Cornelius: Right. That’s my brother who finally got a smartphone last year.
Joseph: Yes. Yes. [laughs] There you go. That’s the laggards. They’re a small percentage of the population. They believe life was better before sliced bread.
Cornelius: So, where is Agile in this model? Where is Agile adoption here?
Joseph: Yeah, it’s an interesting question because it’s hard to just put a pinpoint on it and say, “This is exactly where it is”—because nobody has pure data. There was a recent study by HP and in their study, they showed that about 16% of the population said they’re using pure Agile and then another 24% said they’re using some hybrid form of Agile so that’s 40% of the population so if you just look at that and people who are saying they’re doing something Agile is 40%. In that same study, another 51% said they were leaning toward Agile. So, if you take all of that together, that’s 91%. That leaves you 9% leftover who are—there’s 2% that’s pure waterfall and 17% that are leaning more toward Waterfall.
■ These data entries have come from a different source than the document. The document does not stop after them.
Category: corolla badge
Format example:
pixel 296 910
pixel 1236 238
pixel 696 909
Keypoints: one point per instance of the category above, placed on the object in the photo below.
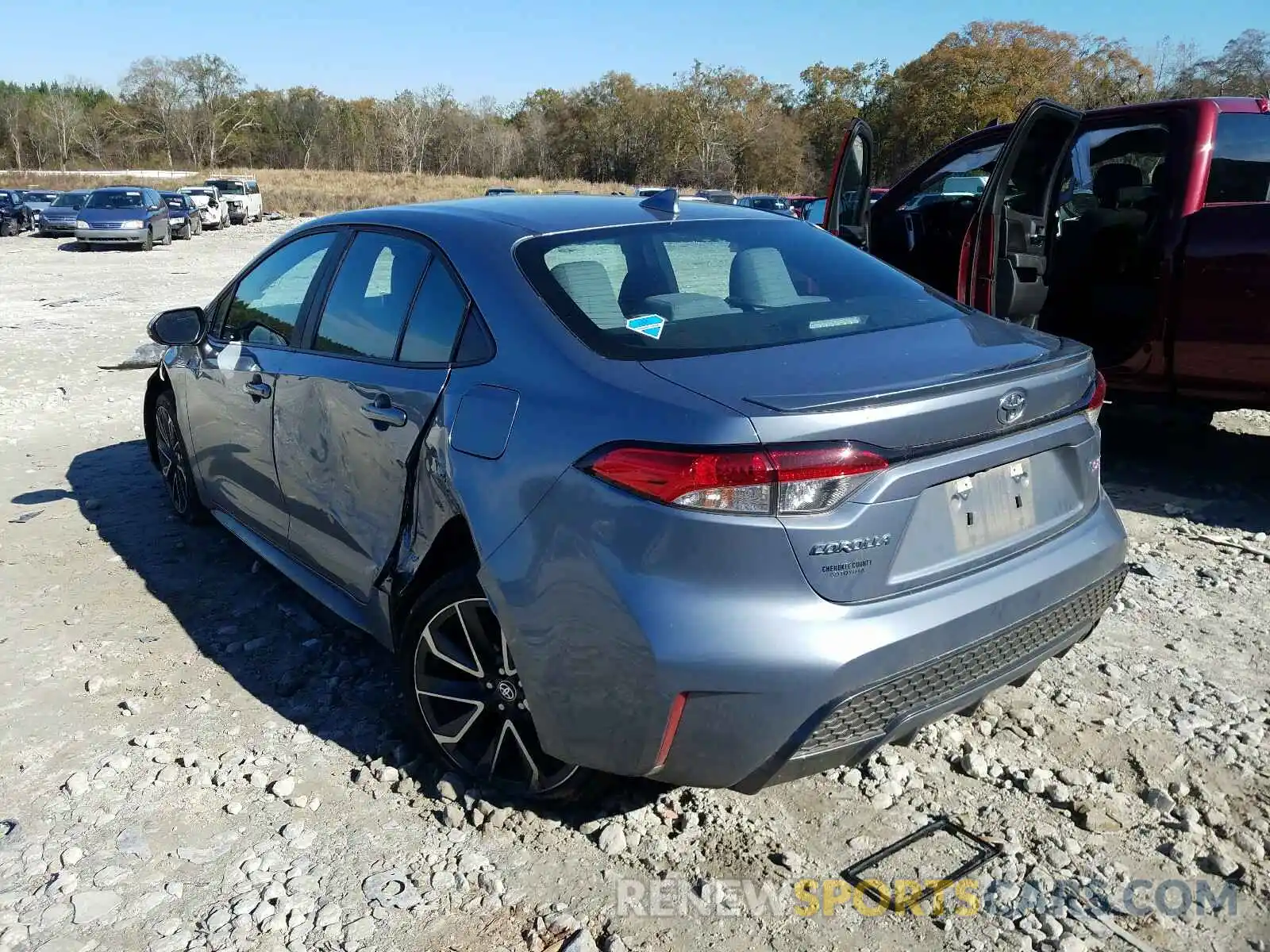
pixel 1010 408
Cornelius: Yeah OK, so this study has just one data point that we’ve got, right? In your article, you list a few more so let’s take a look at those. You grouped them under nice headings. Let’s take a look at these headings. The first heading is “Agile Adoption curve, underdogs no more”. What do you mean by that?
Joseph: For most of the past 30 years, the Agile community has kind of fought an underdog fight. They have been—we have been—I’ve been one of us—have taken the approach that we have something really good and we want to share it with you. Please listen to us. We know that most of the people use a sequential or Waterfall model but there’s this other thing that we could do and it’s better. It can get you more speed and greater predictability and adaptability as your deploying things like software, right? It’s been an underdog fight. We’ve been the one that no one expected really to win. I remember back in the day—back in the early 90’s—early 2000’s going to Global Congress and things like that or people would still say, “Oh, Agile’s a fad, it’s not going to stick around. It’s just a fluke” and then after a while it got, “Well, you know what? Maybe it’s sticking around”. Well, now we’re seeing that it’s starting to be the tidal wave. It’s being the majority, not the minority.
Cornelius: So, from that perspective, when should a company think about adopting Agile?